I have now cleared my Strawberry patch of all the bossies, planted out the new shoots, while the older plants were already forming some flowers. I was adamant that neither the peacocks, nor the snails were going to ruin my crop this year, so I was busily looking for information, and making murderous plans as to how to outwit them! As the Scottish snails, being Scottish, loved their beer, I had drowned a lot of them after falling into the swallow holders I filled with the lovely stuff for them, But South African snails did not fall for that one! Maybe I should give them brandy and coke, as that was the favoured drink of our men! Well, they also drink a lot of beer with their barbeques, and that accounted for the huge tums hanging over their pants! I had tried putting hessian down underneath the plants, and that, according to one knowing person, would stop them as they hated the ruffness of the sack. I can tell in all truth that it did NOT work!

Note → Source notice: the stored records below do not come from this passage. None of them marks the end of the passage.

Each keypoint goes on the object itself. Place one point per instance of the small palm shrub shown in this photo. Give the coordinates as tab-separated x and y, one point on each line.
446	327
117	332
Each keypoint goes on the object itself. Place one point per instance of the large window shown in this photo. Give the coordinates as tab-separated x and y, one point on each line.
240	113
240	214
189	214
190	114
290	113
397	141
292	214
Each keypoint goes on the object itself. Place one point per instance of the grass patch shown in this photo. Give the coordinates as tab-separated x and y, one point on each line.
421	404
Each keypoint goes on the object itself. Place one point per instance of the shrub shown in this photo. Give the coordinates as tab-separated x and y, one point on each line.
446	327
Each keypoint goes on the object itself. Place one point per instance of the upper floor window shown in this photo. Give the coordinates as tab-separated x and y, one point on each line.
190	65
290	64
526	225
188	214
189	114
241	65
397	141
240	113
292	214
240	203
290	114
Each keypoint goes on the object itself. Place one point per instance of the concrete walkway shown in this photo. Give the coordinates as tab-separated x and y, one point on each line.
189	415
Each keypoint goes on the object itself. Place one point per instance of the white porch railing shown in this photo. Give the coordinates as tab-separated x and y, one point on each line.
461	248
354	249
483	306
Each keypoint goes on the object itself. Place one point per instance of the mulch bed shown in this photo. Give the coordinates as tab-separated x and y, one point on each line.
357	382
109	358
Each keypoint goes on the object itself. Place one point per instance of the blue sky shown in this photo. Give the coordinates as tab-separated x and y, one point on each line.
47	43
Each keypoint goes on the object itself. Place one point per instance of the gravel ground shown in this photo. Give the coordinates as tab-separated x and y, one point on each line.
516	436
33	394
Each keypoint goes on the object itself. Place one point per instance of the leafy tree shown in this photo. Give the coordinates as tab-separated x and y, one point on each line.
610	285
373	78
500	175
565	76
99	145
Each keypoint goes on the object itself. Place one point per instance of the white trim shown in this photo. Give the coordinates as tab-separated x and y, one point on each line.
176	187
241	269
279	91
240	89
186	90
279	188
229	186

Halfway through the morning I was startled by an anguished human scream coming from the river, followed by the angry neighing of Skramunkel, and knowing how vicious she was towards strangers, I sprinted over to her camp to see what was happening! Almost convulsed when I saw one of the builders flying like an Olympic athlete over the rough field, trying to hold his pants up, with the horse in hot persuit. I was terrified, and ran to open the gate, shouting at the man to go faster, as I could see that Skramunkel was out to hurt him! The man almost flew through the gate, and I closed it quickly, feeling the wind on my face as the horse tried to get in a deadly kick!I was extremely cross with the man, who said that he needed a toilet, and as there was no sign of Skramunkel, they thought that I had moved her to another camp, and that after I had told them to use the toilet in the house. The kids swim in the river, and we did not want it polluted!
I remembered when I just bought my place and were outside working, a man just came into our gate and started making his way towards the river. I was quite upset, and on asking him what he was doing on my ground, he said that he needed a toilet. I was not aware of any toilet down that way, but he said, No, they use the river! Wanted to shoot him, as we wondered at the terrible smells that sometimes greeted one down there.
So I told him not to be so bally lazy and dig a deep hole and make himself a longdrop, at which he looked at me as if I was telling him to fly!
Later when the contractor came to pick up his workers, I told him to see that the hole they made in the fence is closed properly every night. Through all this Hendrix kept his distance, I think he was clever enough not to look for trouble with Skramunkel!